Seit Februar 2003 ist in London eine „Staugebühr“ (London Congestion Charge) für ein 21 km² großes Gebiet im Stadtzentrum (1,3 % des Stadtgebiets) eingeführt worden. Es ist eine Gebühr von 8 Pfund für die Einfahrt in dieses Gebiet von Mo.-Fr. 7:00-18:30h zu zahlen. Diese Gebühr fällt einmal pro Tag an, d.h. die weitere Durchfahrt ist kostenlos. Es bestehen allerdings zahlreiche Ausnahmeregelungen bzw. Gebührenbefreiungen oder Ermäßigungen (z.B. für Taxis, Anwohner etc.). Die Auswirkungen der beträchtlichen Gebühr sind dennoch deutlich. In den ersten 6 Monaten ist der Verkehr innerhalb der Zone um ca. 15 % zurückgegangen (Unfallrückgang um 20 %), wobei sich 50-60 % der unterlassenen MIV-Fahrten auf den ÖPNV verlagert haben. Eine umfassende Evaluation steht aber noch aus. Ken Livingstone ist trotz der von ihm eingeführten Maut 2004 als Oberbürgermeister wiedergewählt worden. Derzeit wird eine Erweiterung des Gebührenrings diskutiert (Western Extension).

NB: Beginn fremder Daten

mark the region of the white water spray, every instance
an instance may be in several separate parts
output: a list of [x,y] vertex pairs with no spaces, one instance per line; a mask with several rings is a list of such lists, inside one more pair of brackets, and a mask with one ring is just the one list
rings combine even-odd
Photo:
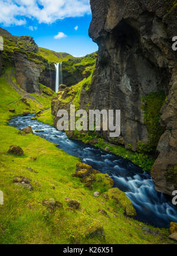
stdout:
[[59,65],[60,63],[57,63],[55,64],[56,71],[56,80],[55,80],[55,92],[58,92],[59,89]]
[[55,92],[58,92],[59,85],[63,84],[62,62],[55,64],[56,71]]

Seit Juni 2004 läuft in der Schwedischen Hauptstadt Stockholm ein zweiter Versuch, Straßenbenutzungsgebühren in der Innenstadt von Stockholm einzuführen. 1997 scheiterte ein Vorschlag zur Einführung von Gebühren (sog. Dennis-Agreement). Dazu hat die Stadt 2003 beschlossen, Straßenbenutzungsgebühren vorläufig im Rahmen eines Versuchs einzuführen, die sogenannte Trängselskatt, frei übersetzt Gedrängelsteuer. Dieser begann am 3. Januar 2006 und soll bis 31. Juli 2006 laufen. Nach einem halben Jahr Probelauf zeigten sich folgende Ergebnisse: 23% weniger Verkehr in der Innenstadt, 13% weniger Feinstaubbelastung sowie 14% weniger Kohlenwasserstoffe in der Luft. Im Anschluss an die Probephase soll am 17. September 2006 ein Referendum (Bürgerentscheid) gemeinsam mit allgemeinen Wahlen über die dauerhafte Einführung von Straßenbenutzungsgebühren entscheiden.

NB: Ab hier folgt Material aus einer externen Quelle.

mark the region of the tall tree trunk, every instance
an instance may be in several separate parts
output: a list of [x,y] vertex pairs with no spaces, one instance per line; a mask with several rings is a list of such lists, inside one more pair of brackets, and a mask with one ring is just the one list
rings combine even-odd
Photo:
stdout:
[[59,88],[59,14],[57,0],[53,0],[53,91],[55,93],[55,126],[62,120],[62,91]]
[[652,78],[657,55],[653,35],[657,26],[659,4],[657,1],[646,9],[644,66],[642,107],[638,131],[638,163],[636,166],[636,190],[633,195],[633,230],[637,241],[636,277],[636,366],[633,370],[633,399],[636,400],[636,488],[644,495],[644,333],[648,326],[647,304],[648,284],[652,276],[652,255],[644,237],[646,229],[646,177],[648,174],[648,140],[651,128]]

Das derzeitige Vorhaben beinhaltet im Detail:
- je nach Tageszeit zwischen 1,10 und 2,20 Euro "Gedrängesteuer" für die Ein- und/oder Ausfahrt in die Innenstadt (siehe Karte unten). Im Unterschied zur Londoner Maut ist in beiden Fahrtrichtungen eine Gebühr zu bezahlen;
- Gebühren werden fällig werktags von 06.30 bis 18.29. Maximal müssen SEK 60 (c.a. EUR 6,65) pro Tag und Fahrzeug bezahlt werden,
- die Zielvorgaben, den Verkehr um 10-20 Prozent zu verringern und die Durchschnittsgeschwindigkeit deutlich zu erhöhen. Insbesondere das Ziel, die Durchschnittsgeschwindigkeit zu erhöhen, ist nicht ganz unproblematisch, da mit höheren Geschwindigkeiten in der Regel die Zahl und Schwere der Unfälle steigt;
- die Gesundheitsbelastung der Einwohner mit Schadstoffen, Rußpartikeln und Kohlenmonoxid zu verringern.
Edinburgh in Schottland ist eine weitere europäische Stadt, in der die Einführung einer Innenstadtmaut erwogen wurde. Jedoch wurde der Vorschlag im Februar 2005 in einem Referendum mit einer Quote von 74.4% (Wahlbeteiligung 61,8 %) von den Einwohnern Edinburghs deutlich abgelehnt.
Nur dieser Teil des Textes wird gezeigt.